I learned the language they speak because I needed to speak louder. I started taking notes when they stopped. I remembered what they forgot. I put together the pieces they scattered. I didn’t do it because I’m special. I did it because she matters, and no one else would fight for her.

This is what it means to be an advocate when the system fails:
You become their memory, their voice, and sometimes their only line of defense.

I don’t have credentials. I have receipts.
And I will carry this burden until Nicole gets the care she deserves — or until we burn the whole damn denial machine down trying.

⚔️ A Call to Action

 

You are not powerless.

That’s what they want you to believe — that if a doctor dismisses you, that’s the end of the story. That if a test comes back "normal," your pain must be in your head. That if the records don’t say it happened, it didn’t.

They’re wrong. And Nicole is living proof.

She didn’t have a medical degree. She didn’t have a legal team.

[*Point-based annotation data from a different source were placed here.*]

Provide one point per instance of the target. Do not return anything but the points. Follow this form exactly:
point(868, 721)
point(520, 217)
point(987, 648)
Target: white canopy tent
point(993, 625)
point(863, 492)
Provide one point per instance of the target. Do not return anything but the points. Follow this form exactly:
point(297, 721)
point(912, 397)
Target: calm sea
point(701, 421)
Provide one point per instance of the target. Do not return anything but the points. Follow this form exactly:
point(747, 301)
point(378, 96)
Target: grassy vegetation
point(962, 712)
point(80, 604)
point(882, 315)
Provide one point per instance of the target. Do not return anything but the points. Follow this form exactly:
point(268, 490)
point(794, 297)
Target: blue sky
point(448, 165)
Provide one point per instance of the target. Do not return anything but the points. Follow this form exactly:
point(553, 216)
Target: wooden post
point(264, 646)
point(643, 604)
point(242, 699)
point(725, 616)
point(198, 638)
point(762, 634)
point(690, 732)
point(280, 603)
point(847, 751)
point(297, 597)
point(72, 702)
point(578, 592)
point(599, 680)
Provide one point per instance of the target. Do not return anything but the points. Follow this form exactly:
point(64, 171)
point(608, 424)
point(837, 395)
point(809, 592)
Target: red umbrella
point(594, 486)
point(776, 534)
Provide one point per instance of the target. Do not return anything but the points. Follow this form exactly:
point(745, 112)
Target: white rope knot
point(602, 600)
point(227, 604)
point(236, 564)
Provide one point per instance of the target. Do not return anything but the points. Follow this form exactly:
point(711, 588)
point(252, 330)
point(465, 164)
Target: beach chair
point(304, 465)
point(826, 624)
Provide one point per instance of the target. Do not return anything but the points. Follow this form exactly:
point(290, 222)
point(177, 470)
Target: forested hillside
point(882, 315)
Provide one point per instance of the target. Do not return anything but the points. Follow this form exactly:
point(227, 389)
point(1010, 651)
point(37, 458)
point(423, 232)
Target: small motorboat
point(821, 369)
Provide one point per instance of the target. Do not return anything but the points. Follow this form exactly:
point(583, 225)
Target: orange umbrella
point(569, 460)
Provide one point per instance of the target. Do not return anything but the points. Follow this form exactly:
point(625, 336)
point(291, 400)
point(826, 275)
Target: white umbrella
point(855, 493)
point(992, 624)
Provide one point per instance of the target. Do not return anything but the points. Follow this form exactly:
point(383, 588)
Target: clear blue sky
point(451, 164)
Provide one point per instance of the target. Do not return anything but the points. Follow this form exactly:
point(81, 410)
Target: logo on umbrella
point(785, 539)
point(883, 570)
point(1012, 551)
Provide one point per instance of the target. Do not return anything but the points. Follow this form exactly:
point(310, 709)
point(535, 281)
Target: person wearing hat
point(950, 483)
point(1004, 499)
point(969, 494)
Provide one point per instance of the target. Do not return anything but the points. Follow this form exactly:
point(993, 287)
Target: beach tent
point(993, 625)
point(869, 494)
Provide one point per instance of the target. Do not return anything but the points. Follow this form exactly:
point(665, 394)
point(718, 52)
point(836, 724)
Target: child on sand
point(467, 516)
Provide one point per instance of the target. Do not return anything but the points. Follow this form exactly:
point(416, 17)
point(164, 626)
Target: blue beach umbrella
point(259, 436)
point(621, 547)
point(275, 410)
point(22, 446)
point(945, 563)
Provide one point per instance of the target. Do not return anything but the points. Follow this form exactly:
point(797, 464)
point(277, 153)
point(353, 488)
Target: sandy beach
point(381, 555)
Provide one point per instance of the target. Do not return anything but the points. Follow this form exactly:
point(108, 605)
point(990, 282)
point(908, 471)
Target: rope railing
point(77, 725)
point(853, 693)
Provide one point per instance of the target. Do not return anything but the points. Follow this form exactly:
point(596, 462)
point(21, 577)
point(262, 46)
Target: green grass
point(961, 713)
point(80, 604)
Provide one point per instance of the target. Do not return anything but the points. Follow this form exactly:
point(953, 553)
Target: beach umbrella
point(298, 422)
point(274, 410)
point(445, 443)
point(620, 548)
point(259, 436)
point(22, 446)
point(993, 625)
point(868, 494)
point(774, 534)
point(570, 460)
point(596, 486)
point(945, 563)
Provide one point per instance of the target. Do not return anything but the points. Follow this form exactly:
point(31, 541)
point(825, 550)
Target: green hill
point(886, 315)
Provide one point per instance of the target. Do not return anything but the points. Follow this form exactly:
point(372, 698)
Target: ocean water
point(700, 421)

She had a gut feeling that something was wrong — and the stubbornness to keep asking questions and documented EVERYTHING. She paid a price for it, yes. But she also uncovered the truth. And now, you can use her fight to fuel your own.

Use these tools.
Use her story.
And when the system tries to gaslight you — make them explain every decision.
Force them to document what they try to dismiss.
Overwhelm the machine with records requests, second opinions, symptom logs, annotated test results, and sharp questions.

You don’t need permission to advocate for yourself.
You just need the will to keep showing up — and the receipts to back it.

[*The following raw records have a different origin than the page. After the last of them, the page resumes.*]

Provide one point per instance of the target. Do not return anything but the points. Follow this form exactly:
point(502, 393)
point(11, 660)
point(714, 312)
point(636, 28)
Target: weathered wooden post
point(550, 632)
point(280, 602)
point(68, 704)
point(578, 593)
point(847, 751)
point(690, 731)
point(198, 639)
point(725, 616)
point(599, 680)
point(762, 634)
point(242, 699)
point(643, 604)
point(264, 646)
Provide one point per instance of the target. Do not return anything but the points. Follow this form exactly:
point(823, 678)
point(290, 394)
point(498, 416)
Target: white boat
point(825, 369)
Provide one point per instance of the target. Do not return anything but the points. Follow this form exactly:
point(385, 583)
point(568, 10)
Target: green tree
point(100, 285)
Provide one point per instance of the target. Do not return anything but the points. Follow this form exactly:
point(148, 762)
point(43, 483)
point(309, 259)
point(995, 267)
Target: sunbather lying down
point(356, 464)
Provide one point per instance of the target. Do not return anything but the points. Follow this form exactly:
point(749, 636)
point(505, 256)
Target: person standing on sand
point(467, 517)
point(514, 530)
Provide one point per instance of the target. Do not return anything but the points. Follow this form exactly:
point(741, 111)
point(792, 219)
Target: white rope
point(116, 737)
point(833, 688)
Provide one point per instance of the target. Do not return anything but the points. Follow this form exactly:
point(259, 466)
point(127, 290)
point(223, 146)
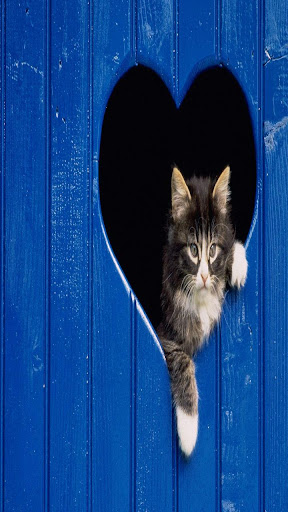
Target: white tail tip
point(187, 427)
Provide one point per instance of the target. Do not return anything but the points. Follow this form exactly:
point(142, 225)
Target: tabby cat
point(200, 258)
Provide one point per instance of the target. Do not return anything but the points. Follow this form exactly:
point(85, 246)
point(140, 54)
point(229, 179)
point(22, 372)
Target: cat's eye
point(194, 250)
point(212, 250)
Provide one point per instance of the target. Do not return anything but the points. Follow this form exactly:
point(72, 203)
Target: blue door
point(86, 416)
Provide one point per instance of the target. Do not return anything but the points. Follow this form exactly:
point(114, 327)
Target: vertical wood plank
point(25, 178)
point(240, 335)
point(154, 442)
point(275, 247)
point(69, 216)
point(113, 54)
point(2, 248)
point(113, 476)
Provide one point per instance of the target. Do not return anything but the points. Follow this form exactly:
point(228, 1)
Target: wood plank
point(69, 383)
point(155, 484)
point(275, 270)
point(24, 239)
point(241, 341)
point(113, 382)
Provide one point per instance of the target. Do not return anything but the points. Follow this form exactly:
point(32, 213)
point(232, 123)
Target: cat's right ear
point(181, 196)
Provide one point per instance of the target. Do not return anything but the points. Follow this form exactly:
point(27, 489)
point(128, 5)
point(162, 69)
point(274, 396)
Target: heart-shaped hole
point(143, 134)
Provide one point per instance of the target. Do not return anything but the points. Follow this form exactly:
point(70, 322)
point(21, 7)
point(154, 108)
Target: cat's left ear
point(221, 191)
point(180, 194)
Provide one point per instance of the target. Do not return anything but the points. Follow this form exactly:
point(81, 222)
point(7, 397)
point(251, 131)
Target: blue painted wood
point(275, 262)
point(241, 343)
point(69, 384)
point(23, 207)
point(86, 416)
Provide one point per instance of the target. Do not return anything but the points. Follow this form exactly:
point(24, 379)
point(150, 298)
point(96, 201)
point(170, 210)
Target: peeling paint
point(271, 130)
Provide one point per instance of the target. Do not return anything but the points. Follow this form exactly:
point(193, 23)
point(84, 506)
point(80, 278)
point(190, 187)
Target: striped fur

🧰 Tools & Resources for Patients and Advocates

 This section is for the fighters. For the notetakers. For the family member sitting in the parking lot Googling lab results. It’s the start of your own weaponized clarity. 


⚠️ Real Talk Disclaimer

 

We’re not doctors.
We’re not lawyers.
We’re people who got tired of being lied to, ignored, and left to figure it out ourselves.

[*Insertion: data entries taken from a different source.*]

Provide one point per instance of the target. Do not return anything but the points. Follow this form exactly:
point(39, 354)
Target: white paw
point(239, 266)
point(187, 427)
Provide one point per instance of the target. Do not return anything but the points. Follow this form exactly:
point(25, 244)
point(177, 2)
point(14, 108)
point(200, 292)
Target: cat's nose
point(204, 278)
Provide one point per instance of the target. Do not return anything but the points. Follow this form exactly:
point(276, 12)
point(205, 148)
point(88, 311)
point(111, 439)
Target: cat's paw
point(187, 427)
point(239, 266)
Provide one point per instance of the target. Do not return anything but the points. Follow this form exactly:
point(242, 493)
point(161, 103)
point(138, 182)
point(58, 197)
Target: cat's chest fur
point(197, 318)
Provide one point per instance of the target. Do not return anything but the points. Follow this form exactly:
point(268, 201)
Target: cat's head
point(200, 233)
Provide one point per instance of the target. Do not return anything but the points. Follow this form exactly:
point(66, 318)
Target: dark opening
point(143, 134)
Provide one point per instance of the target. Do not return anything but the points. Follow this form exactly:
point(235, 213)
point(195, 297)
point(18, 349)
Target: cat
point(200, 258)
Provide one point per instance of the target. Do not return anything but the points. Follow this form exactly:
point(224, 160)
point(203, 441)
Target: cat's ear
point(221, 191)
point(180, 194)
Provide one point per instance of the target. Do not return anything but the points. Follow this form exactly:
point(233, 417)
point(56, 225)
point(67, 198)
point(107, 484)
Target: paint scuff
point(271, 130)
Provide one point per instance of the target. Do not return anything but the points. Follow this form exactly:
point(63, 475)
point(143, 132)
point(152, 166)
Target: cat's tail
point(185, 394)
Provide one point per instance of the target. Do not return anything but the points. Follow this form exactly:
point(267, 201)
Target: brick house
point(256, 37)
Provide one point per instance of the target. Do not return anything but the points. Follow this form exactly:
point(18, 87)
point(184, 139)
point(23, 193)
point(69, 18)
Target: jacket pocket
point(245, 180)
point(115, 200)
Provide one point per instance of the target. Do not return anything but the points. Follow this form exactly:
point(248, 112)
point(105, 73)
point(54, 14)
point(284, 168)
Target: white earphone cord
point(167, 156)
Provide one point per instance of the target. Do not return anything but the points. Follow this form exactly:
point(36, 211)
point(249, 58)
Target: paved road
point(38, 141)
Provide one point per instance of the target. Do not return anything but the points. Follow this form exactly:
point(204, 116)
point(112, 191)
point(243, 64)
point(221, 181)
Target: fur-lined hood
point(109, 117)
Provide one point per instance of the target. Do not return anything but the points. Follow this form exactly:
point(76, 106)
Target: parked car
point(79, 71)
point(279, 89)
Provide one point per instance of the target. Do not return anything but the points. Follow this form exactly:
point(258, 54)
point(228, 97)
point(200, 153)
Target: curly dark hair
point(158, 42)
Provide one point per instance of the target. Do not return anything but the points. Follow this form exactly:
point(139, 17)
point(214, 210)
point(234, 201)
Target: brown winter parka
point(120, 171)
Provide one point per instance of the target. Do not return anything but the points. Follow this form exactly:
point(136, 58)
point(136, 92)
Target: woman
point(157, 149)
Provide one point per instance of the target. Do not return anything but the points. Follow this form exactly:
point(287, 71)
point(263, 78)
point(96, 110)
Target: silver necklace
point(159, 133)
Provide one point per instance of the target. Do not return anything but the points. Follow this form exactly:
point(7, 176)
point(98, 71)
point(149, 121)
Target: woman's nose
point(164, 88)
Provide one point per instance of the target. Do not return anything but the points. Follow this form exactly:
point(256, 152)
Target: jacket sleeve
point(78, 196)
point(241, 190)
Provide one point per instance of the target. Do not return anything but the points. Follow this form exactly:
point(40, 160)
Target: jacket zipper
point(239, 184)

The tools, questions, and strategies shared here are based on lived experience, hard-won research, and the relentless pursuit of truth — not medical or legal certification.

Use your judgment. Use your critical thinking. Don’t blindly follow anyone — especially not us.

And if something doesn’t work, or your doctor doesn’t like it, don’t blame the people who built this out of desperation. Blame the system that made this necessary in the first place.

🩺 Questions to Ask Your Doctor (Even If It Makes Them Uncomfortable)

 

  • "Can you show me the differential you're using to rule this out?"
     
  • "Are you documenting my symptoms or just your interpretation of them?"
     
  • "Are any of the medications you’re prescribing known to cause liver damage?"
     
  • "Can we discuss why labs were (or weren’t) ordered?"
     

These questions aren’t disrespectful. They’re survival.

🩺 Want to be ready before your appointment?

 📋 Click here for the Doctor Visit Toolkit – prep tips, questions, and survival strategies.
→ Doctor Visit Toolkit 

Medical Records Request Addendum

📝 How to Use This Addendum

 

🛡️ This Document Is Your Shield

This form isn’t just a courtesy — it’s protection. It ensures your medical records request can’t be quietly filtered, censored, or incomplete.

📌 Print it, fill it out by hand, and attach it to any request — whether you're asking for hospital records, clinic notes, or specialist reports.

💥 What It Demands:

  • ✅ Psychiatry notes — even the ones they don’t usually share
     
  • ✅ Nursing logs, shift assessments, and internal incident reports
     
  • ✅ Audit trails — who accessed your chart and when
     
  • ✅ Radiology reports and raw image files (DICOM format)
     
  • ✅ Scanned documents and post-discharge messages
     

⛔ What It Blocks:

  • ❌ Selective disclosure
     
  • ❌ Hidden edits or addenda
     
  • ❌ "Lost" files or delayed releases
     
  • ❌ Internal policy excuses
     

This isn’t just paperwork. It’s a legal addendum grounded in HIPAA and the 21st Century Cures Act — built to close every loophole they’ve used to disappear your story.

Attach it. Submit it. Keep your receipts.
Because your medical truth should never be negotiable.